Bloqueio da morte celular pode ser a chave contra Parkinson

Descoberta revela alvo molecular promissor para proteger neurônios

16/01/2026 - A morte progressiva de neurônios é um dos principais motores por trás de doenças neurodegenerativas como Parkinson e Alzheimer, condições que afetam milhões de pessoas e ainda não contam com tratamentos capazes de interromper sua evolução.

Um avanço científico relevante sugere que bloquear seletivamente a morte celular pode abrir caminho para medicamentos capazes de preservar células cerebrais e retardar o avanço dessas doenças.

Quando a morte celular se torna um problema

A morte celular programada é um processo natural e essencial para o equilíbrio do organismo. Entretanto, no cérebro, a ativação excessiva desse mecanismo pode causar a perda irreversível de neurônios, comprometendo funções cognitivas e motoras ao longo do tempo.

Foi justamente esse desequilíbrio que motivou pesquisadores do Instituto Walter e Eliza Hall (WEHI), na Austrália, a investigar novas formas de impedir a morte celular em neurônios, sem interferir em outros processos biológicos essenciais.

Estudo revelou um novo caminho terapêutico

A descoberta foi descrita no estudo científico “Regulação diferencial da atividade apoptótica de BAX e BAK revelada por pequenas moléculas”, publicado na revista Science Advances. A pesquisa foi conduzida por Kaiming Li et al.

O trabalho identificou uma pequena molécula capaz de bloquear seletivamente a ação da proteína BAX, um dos principais gatilhos da morte celular.

Por que a proteína BAX é tão importante?

A proteína BAX desempenha um papel central na ativação da morte celular ao atacar as mitocôndrias, responsáveis pela produção de energia das células. Quando esse processo ocorre de forma descontrolada, as células entram em colapso.

O estudo demonstrou que a molécula identificada consegue impedir que a BAX alcance as mitocôndrias, mantendo as células vivas. Esse efeito é especialmente relevante em neurônios, que possuem capacidade limitada de regeneração e são altamente sensíveis à perda energética.

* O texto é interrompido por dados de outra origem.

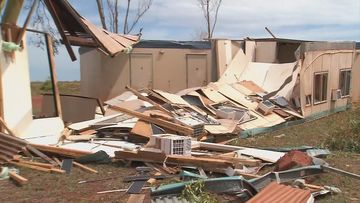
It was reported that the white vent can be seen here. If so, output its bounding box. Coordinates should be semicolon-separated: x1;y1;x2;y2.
149;134;191;156
256;100;275;115
331;89;342;101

Tecnologia de triagem acelera a descoberta

Para chegar a esse resultado, os pesquisadores utilizaram uma triagem de alto rendimento, analisando mais de 100 mil compostos químicos. Essa abordagem avançada permitiu identificar substâncias capazes de interferir de forma precisa nos mecanismos da morte celular, algo considerado um grande desafio na farmacologia moderna.

Além disso, a descoberta se apoia em décadas de pesquisas do WEHI sobre apoptose, área que já resultou em terapias inovadoras para o câncer, mas que agora ganha novo foco no campo das doenças neurodegenerativas.

O que esse avanço pode significar no futuro

Ao demonstrar que é possível bloquear a morte celular excessiva, o estudo abre caminho para o desenvolvimento de medicamentos neuroprotetores, capazes de atuar na raiz do problema e não apenas nos sintomas.

Embora ainda sejam necessários estudos adicionais antes da aplicação clínica, o avanço representa um passo decisivo rumo a tratamentos modificadores da doença, algo considerado essencial para mudar o curso de condições como Alzheimer e Parkinson. Fonte: noticias r7.